Historically, the two octane tests were designed to bracket the operating conditions of typical engines in the 1930s, where higher RON and MON generally meant better anti-knock quality. However, modern engines with direct injection (DI), turbocharging and variable valve timing (VVT) have vastly different cylinder conditions from those in the octane rating tests. As a result, the relevance of RON and MON to modern engines has received significant attention. Various studies in gasoline turbocharged direct-injection (GTDI) engines found that fuels of higher RON and lower MON (i.e. higher S) showed higher knock resistance and therefore allowed engines to operate with higher efficiency at high-load conditions [13], [14], [15], [16], [17], [18]. Vehicle tests reported similar trends, where the acceleration performance improved with fuels of high RON and low MON [15], [19], [20]. These findings indicate the relevance of RON and MON to knock resistance in modern SI engines should be re-evaluated.

An alternative metric, Octane Index (OI), was proposed by Kalghatgi in 2001 [20], [21] to characterize a fuel’s actual anti-knock quality in modern engines. As given by Eq. (1), OI is a linear combination of the RON and MON. K is a weighting factor that is primarily dependent on engine design and engine operating conditions. For example, the anti-knock index (AKI) used in North America approximates the OI by evenly weighting the RON and MON to a fuel’s actual anti-knock quality (K = 0.5). The OI concept therefore generally reflects a fuel’s knock resistance relative to its RON and MON ratings. A more commonly used expression for OI is given by Eq. (2), where S is the octane sensitivity. For an octane sensitive fuel (S greater than 0), its OI can be larger than the RON (when K less than 0), or smaller than the MON (when K greater than 1), or in between, depending on the engine operation conditions. For PRFs, the OI always equals the RON and MON because S = 0. Although K is irrelevant in this case, PRFs provide a valuable reference for K determination, as shown later.

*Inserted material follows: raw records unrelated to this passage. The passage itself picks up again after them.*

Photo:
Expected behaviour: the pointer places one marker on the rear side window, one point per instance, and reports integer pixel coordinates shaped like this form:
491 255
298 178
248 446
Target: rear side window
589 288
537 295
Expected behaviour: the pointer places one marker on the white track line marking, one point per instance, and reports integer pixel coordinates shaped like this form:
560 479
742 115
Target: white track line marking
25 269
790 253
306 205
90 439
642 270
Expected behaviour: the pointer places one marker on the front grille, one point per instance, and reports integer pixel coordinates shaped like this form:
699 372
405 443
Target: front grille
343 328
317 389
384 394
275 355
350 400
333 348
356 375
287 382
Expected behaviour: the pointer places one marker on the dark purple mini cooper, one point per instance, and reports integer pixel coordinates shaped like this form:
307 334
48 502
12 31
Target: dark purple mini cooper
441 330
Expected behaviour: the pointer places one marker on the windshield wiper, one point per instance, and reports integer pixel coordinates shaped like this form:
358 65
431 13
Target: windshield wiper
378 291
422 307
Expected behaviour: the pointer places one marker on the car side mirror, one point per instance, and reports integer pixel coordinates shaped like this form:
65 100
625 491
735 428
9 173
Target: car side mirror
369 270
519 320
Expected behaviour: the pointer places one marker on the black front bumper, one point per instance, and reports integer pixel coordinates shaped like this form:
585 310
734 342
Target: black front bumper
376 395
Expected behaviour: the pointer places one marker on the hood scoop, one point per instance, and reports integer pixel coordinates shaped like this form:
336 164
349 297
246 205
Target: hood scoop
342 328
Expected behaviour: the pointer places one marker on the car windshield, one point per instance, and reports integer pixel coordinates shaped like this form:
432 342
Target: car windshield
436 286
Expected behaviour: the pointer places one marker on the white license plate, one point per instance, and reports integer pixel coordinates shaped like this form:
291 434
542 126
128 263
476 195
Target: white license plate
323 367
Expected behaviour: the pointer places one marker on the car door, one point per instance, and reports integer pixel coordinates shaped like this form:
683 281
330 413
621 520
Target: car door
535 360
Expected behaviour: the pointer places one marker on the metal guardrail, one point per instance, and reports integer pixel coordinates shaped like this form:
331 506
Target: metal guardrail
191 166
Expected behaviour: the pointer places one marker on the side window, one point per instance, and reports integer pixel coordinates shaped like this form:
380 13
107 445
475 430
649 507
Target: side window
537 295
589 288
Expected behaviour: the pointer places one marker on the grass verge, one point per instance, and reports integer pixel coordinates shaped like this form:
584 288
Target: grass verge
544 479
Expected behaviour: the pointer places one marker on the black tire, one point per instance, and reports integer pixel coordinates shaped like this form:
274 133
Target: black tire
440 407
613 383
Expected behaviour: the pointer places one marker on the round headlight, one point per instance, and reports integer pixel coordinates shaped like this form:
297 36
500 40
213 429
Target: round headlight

$$\mathit{OI}=\left(1-K\right)\bullet RON+K\bullet MON$$

$$\mathit{OI}=RON-K\bullet S$$

In principle, K can be used to quantify the relative significance of the RON and MON to SI engine combustion. For example, when K is greater than 0.5, the MON is more important than the RON, and the higher the MON, the stronger the knock resistance is (at that operating condition in that engine); however, when K is negative, a higher MON causes a lower OI. Indeed, previous studies in modern SI engines showed that K was negative at most high-load conditions and therefore concluded that fuels of lower MON were advantageous [15], [16], [17], [21], [22], [23]. However, in practical driving, engines primarily operate at part loads, and recent studies found that K could be positive at part-load, knock-limited conditions [24], [25]. Therefore, further study is needed to determine K over a wide range of conditions in modern SI engines.

The objective of this work, therefore, is to determine K values in the Octane Index model over the full operation map of a modern GTDI engine, including severe operating conditions that involve high intake air and/or high coolant temperatures. A novel fuel blending system is developed to continuously prepare and supply PRF mixtures of the needed composition in real time to match the anti-knock performance of a 92 RON/83 MON gasoline, from which the K of each condition is determined. The obtained K dataset is used to generate a contour map of K overlaid on the engine operation map. The comprehensive dataset also enables statistical analysis for potential correlations between K and the end gas states, of which fundamental understanding is currently lacking.